Right before placing the loaves in the oven brush or spray them lightly with water. Place them into the oven and bake for 20 minutes before rotating them. Bake them another 20 to 30 minutes or until the internal temperature of the loaf reads 200 degrees. Remove from the oven and allow to cool for at least a half an hour before serving.


9 Responses to “Fresh Baked Italian Bread”

  1. Carrie on September 6, 2007 at 11:03 am

    You can never go wrong with homemade bread!


  2. Kayte on September 6, 2007 at 9:26 pm

    oh wow! i need to try this recipe! this bread looks perfect. i really love fresh homemade bread. isn’t it totally worth all the time and effort?


  3. Amber on September 7, 2007 at 7:14 am

    This looks awesome Chelle!!! I can’t wait to try it.


  4. Gordon on October 11, 2011 at 11:12 am

    I use to get home made cooked bread and it was so much better then the store brought beard. Wish more people tried this because they would be blow away.


  5. Pingback: Italian Bread | Annie's Eats

  6. jamie on October 2, 2015 at 12:29 pm

    Help! Im trying to make this recipe. I put all the flour it called for and it is still really sticky. I add more right


    • Michelle on October 5th, 2015 at 10:04 pm

      Hi Jamie, Yes, gradually add a little more until you get the correct consistency.

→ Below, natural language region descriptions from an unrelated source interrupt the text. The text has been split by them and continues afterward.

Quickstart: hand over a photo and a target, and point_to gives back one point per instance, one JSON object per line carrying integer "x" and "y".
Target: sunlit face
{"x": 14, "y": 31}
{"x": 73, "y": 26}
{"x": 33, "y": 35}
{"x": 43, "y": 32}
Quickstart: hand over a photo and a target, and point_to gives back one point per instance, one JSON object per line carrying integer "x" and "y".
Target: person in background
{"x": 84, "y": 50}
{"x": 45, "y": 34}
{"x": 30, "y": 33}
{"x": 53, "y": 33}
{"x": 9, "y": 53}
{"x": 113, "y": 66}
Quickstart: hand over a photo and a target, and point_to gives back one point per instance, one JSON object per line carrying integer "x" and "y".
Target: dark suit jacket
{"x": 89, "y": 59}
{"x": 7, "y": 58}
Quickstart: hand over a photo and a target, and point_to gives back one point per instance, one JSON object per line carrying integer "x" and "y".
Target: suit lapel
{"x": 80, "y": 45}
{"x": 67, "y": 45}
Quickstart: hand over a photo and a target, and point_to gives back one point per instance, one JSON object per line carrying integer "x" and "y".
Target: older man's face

  7. Jamie on October 9, 2015 at 4:22 pm

    I tried to email you so we could chat privately but I can’t find a way so –
    Have you made this recipe lately? The first time I made it -last week – I
    had to add more than a cup of flour. It was still pretty sticky but held
    its shape. Today I made it and added more than a cup of flour. Then when I
    should have been putting it in to bake I had this oozy mess. I ended up
    kneading in quite a bit more flour. I am waiting to see if it rises a
    little so I can bake it. So, none of the comments indicate that anyone has
    actually made the recipe so I wonder if they have and just didn’t say it
    was goopy for them. Any ideas?
    plus I had attached a picture Thanks


    • Michelle on October 9th, 2015 at 9:33 pm

      Hi Jamie, There are many variables that can affect the hydration of bread dough; the important thing is the texture and sometimes that means adding more or less flour than a recipe calls for.